KDE Neon 22.04 error "No available releases for host OS: neon22.04"

KDE Neon based on Ubuntu 22.04. Ubuntu 22.04 is LTS.
Why it does not supported by your SDK Manager?!
What’s the problem!?

I use KDE on my Ubuntu 18.04 PC, which works. It isn’t KDE which fails, it is Ubuntu 22.04 with that particular release. JetPack/SDKM 4.x is intended to run on an Ubuntu 18.04 host PC. JetPack/SDKM 5.x can run on an Ubuntu 20.04 PC for Jetsons (but Xavier or newer, not TX2). Although JetPack/SDKM can run on Ubuntu 22.04, this is only for the Drive products, not Jetsons.

So okay, what’s the problem for nVidia to update the SDK to be usable on Ubuntu 22.04 for TX2 ?
It’s insane when the only problem is the host you are running on…
“intended to run on an Ubuntu 18.04 host PC” yeah because it’s using Python 2.7!
Ain’t so hard for such a big company to patch it to Python 3 I guess…

It isn’t actually SDKM which can’t operate on 22.04. SDKM does work on 22.04, but it is used with a lot of products, including the Drive line. JetPack/SDKM is only a front end to the actual flash software, and it is the flash software which was not updated to the newer o/s for a TX2. The TX2 is actually end of life so far as new features go, and has been for some time. It only reached install of Ubuntu 18.04 to the TX2 during the time when it was still receiving new features. The Ubuntu 18.04 host PC is because it is using 18.04 tools to create 18.04 content as an image prior to flashing to the TX2.

The most recent Jetson is the Orin. Currently, this and Xavier have flash tools up to install of Ubuntu 20.04. Thus, even the most recent Jetsons can only install using an Ubuntu 20.04 host PC since the flash software underlying this use 20.04 tools to create the 20.04 content.

I agree that SDKM could be made more modular, something I would like to do (if I had access to JetPack/SDKM source) would be to abstract the install PC requirements. One could for example say that “we need ext4 tools with certain options, so can we test and find out if the current host passes this test? If yes, then the host is ok.” There are of course other options to test for, such as whether the host PC can run the right QEMU when using cross-package tools. It isn’t as simple as it sounds, but it sure would make life easier for the NVIDIA developers if they only had to port features instead of everything in order to make a newer PC release usable for flashing. I think if I had a chance to work on that I might even be able to make it work with Fedora (in the past I’ve used Fedora on command line).

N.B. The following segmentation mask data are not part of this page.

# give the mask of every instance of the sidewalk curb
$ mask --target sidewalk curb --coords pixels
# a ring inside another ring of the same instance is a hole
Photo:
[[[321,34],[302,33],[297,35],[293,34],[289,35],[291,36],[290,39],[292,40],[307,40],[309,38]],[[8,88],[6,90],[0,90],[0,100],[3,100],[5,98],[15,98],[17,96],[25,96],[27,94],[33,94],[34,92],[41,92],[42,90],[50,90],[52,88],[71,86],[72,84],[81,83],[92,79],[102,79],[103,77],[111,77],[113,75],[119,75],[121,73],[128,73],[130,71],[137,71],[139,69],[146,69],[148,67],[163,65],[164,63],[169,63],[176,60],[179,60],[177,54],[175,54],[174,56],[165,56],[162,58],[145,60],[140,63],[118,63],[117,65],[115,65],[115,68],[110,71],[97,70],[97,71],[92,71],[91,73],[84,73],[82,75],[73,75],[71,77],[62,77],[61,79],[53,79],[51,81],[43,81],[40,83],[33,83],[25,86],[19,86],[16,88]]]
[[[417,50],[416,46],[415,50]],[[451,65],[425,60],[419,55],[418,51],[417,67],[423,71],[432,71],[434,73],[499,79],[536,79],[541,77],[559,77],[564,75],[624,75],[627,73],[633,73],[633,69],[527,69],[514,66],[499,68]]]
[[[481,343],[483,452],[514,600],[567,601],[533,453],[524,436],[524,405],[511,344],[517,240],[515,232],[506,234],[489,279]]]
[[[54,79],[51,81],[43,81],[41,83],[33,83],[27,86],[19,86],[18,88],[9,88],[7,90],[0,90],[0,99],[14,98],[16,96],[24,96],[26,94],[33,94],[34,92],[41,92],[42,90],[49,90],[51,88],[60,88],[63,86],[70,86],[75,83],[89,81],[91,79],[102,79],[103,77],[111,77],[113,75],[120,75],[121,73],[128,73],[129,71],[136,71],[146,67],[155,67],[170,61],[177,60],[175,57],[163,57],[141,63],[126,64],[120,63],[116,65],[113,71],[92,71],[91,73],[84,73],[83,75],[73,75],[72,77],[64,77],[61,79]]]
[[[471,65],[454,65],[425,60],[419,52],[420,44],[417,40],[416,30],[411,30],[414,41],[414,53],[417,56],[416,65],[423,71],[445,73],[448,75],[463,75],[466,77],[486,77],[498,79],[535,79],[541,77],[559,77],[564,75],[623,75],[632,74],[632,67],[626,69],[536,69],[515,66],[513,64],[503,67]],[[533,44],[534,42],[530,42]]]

Incidentally, Ubuntu 22.04 should work for command line flash. There is less checking when not using the GUI front end. However, download and install is entirely manual. Also, there are “extra package” install features which are not included in command line flash. Optional packages, e.g., CUDA, are not actually installed during flash. Once a flash completes it automatically reboots, and once first boot account setup is complete, then those optional packages are installed over ssh (which is not part of the flash software).